MyoD belongs to a family of myogenic basic helix-loop-helix (bHLH) transcription factors that activate muscle-specific genes. The basic helix I sequence of the bHLH motif contains a consensus sequence for protein kinase C (PKC) substrates. We show here that MyoD is indeed phosphorylated by PKC in vitro on Thr 115 within the basic part of the bHLH motif. By analogy with calmodulin-target peptide models, we also identified within the consensus basic helix I motif of myogenic proteins a conserved putative calmodulin/S100-binding domain. Calcium-dependent interaction between MyoD with calmodulin and the abundant muscle S100a(alpha alpha) proteins was demonstrated by affinity chromatography and cross-linking experiments. The binding of calmodulin and S100a inhibited MyoD phosphorylation by PKC as well as MyoD DNA binding activity. S100a was found to be more efficient than calmodulin in antagonizing DNA binding to MyoD. We next developed a rapid purification method for bacterial recombinant MyoD-bHLH domain by affinity chromatography using a calmodulin-Sepharose column and investigated the phosphorylation of that peptide by PKC and its interactions with calmodulin and S100a. We confirmed the phosphorylation of the threonine residue 115 in the MyoD-bHLH by PKC with a Km of 0.8 microM. Calmodulin and S100a binding inhibited MyoD-bHLH phosphorylation by PKC. A strict calcium-dependent interaction between calcium binding proteins and the MyoD-bHLH was identified by native gel electrophoresis and fluorescence spectroscopy with 5-(dimethylamino)naphthalene-1-sulfonylcalmodulin. The MyoD-bHLH bound to fluorescently labeled 5-(dimethylamino)naphthalene-1-sulfonylcalmodulin with a dissociation constant around 20 nM. S100a inhibited stoichiometrically the binding of the bHLH peptide for labeled calmodulin, suggesting an affinity of S100a for the bHLH peptide at least 1 order of magnitude higher than calmodulin. In favor of an in vivo interaction between S100a and MyoD, we report that S100a- and MyoD-like immunoreactivities colocalize in H9c2 cells, and that a significant amount of MyoD-like immunoreactivity is recovered in the S100a immunoprecipitate from crude H9c2 cell extract in the presence of calcium. We propose that myogenic proteins represent a new family of calmodulin/S100-binding PKC substrates and that calmodulin/S100a could participate in the regulation of the bHLH myogenic protein activities.

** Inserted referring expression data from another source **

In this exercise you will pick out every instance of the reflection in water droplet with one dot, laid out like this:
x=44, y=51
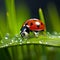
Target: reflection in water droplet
x=40, y=42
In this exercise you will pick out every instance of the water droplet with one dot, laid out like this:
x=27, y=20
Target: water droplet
x=6, y=45
x=20, y=43
x=40, y=42
x=58, y=36
x=6, y=37
x=1, y=41
x=20, y=40
x=12, y=41
x=55, y=33
x=46, y=42
x=16, y=41
x=48, y=33
x=28, y=42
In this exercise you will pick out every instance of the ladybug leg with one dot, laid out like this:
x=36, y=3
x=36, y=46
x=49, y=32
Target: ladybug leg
x=36, y=33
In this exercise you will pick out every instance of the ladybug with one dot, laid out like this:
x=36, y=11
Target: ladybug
x=32, y=25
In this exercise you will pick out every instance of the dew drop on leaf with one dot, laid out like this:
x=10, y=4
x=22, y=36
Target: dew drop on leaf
x=40, y=42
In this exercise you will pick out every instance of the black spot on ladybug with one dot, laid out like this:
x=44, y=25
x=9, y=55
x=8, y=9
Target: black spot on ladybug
x=41, y=23
x=34, y=20
x=38, y=26
x=31, y=24
x=26, y=24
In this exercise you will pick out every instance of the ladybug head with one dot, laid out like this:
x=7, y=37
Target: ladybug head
x=25, y=31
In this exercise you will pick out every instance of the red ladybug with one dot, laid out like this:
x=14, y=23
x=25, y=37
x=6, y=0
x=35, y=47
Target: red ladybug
x=30, y=25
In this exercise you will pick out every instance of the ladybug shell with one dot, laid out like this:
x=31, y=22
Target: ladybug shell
x=35, y=24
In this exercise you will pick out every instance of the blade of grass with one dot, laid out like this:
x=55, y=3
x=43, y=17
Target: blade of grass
x=54, y=17
x=42, y=17
x=11, y=16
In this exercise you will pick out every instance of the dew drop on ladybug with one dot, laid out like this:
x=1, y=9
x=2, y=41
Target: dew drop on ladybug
x=32, y=25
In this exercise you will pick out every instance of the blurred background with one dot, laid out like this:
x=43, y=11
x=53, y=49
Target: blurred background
x=12, y=15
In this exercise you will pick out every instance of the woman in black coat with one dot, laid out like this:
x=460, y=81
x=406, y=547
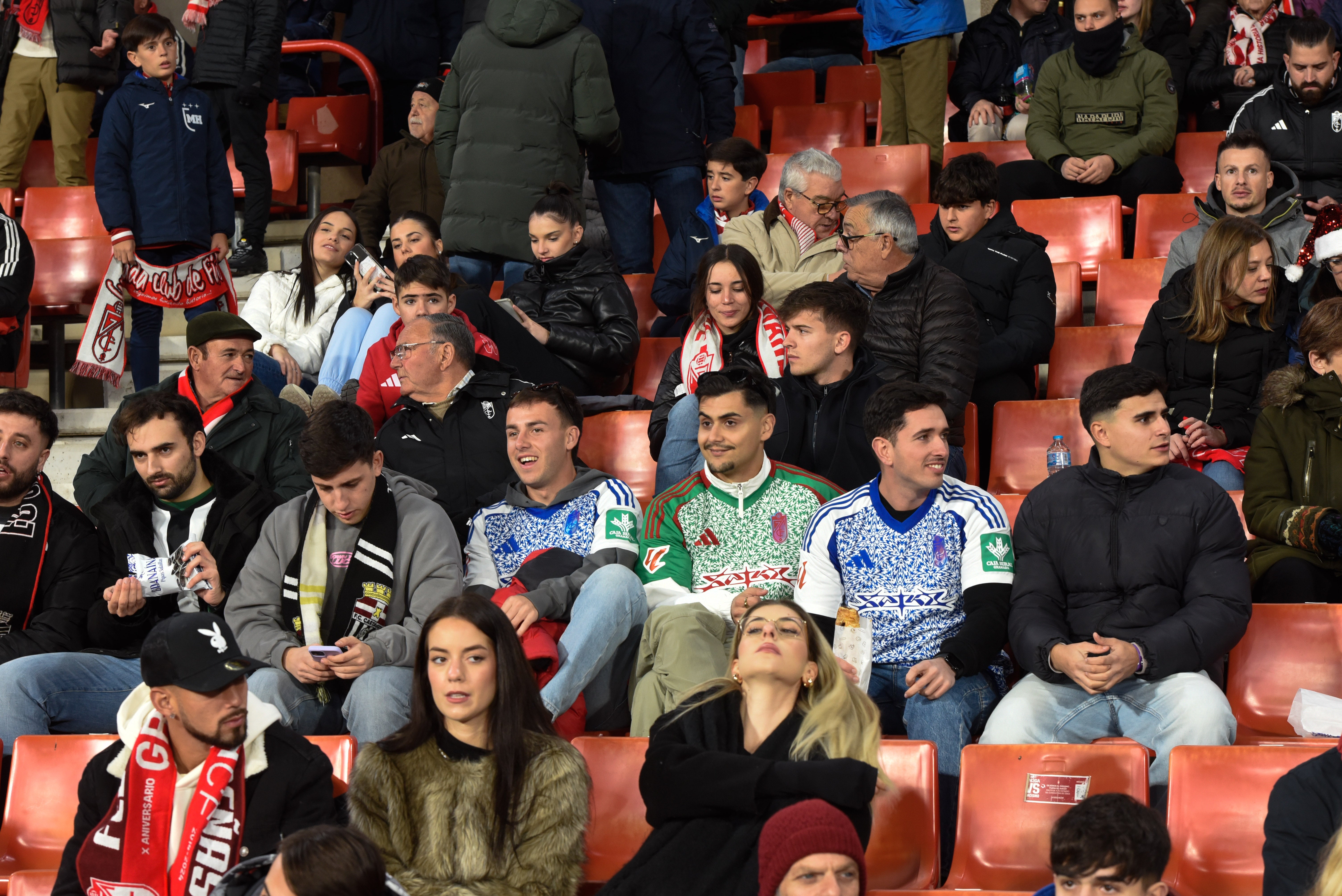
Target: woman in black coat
x=1218, y=329
x=720, y=765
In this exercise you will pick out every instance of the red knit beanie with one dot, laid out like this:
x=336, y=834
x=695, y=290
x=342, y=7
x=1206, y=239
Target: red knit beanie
x=804, y=830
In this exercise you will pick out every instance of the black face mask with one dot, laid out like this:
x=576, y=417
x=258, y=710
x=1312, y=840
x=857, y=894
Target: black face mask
x=1098, y=52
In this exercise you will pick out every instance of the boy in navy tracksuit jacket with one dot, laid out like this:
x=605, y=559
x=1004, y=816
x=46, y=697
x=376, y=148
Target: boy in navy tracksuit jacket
x=162, y=179
x=736, y=167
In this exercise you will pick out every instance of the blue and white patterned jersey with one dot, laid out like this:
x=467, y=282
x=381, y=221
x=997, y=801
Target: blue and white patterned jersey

MyoD属于一个肌源性碱性螺旋-环-螺旋(bHLH)转录因子家族,可激活肌肉特异性基因。bHLH基序的碱性螺旋I序列包含蛋白激酶C(PKC)底物的共有序列。我们在此表明,MyoD在体外确实被PKC磷酸化,磷酸化位点位于bHLH基序碱性部分的苏氨酸115处。通过与钙调蛋白-靶肽模型类比,我们还在肌源性蛋白的共有碱性螺旋I基序中鉴定出一个保守的假定钙调蛋白/S100结合结构域。通过亲和层析和交联实验证明了MyoD与钙调蛋白以及丰富的肌肉S100a(αα)蛋白之间的钙依赖性相互作用。钙调蛋白和S100a的结合抑制了PKC对MyoD的磷酸化以及MyoD的DNA结合活性。发现S100a在拮抗DNA与MyoD的结合方面比钙调蛋白更有效。接下来,我们开发了一种使用钙调蛋白-琼脂糖柱通过亲和层析快速纯化细菌重组MyoD-bHLH结构域的方法,并研究了该肽被PKC的磷酸化及其与钙调蛋白和S100a的相互作用。我们证实PKC使MyoD-bHLH中的苏氨酸残基115磷酸化,Km为0.8微摩尔。钙调蛋白和S100a的结合抑制了PKC对MyoD-bHLH的磷酸化。通过天然凝胶电泳和使用5-(二甲基氨基)萘-1-磺酰基钙调蛋白的荧光光谱法鉴定了钙结合蛋白与MyoD-bHLH之间严格的钙依赖性相互作用。MyoD-bHLH与荧光标记的5-(二甲基氨基)萘-1-磺酰基钙调蛋白结合,解离常数约为20纳摩尔。S100a化学计量学地抑制了bHLH肽与标记钙调蛋白的结合,表明S100a对bHLH肽的亲和力比对钙调蛋白至少高1个数量级。为了支持S100a与MyoD在体内的相互作用,我们报告S100a和MyoD样免疫反应性在H9c2细胞中共定位,并且在存在钙的情况下,从粗制H9c2细胞提取物的S100a免疫沉淀物中回收了大量的MyoD样免疫反应性。我们提出肌源性蛋白代表了一个新的钙调蛋白/S100结合PKC底物家族,并且钙调蛋白/S100a可能参与bHLH肌源性蛋白活性的调节。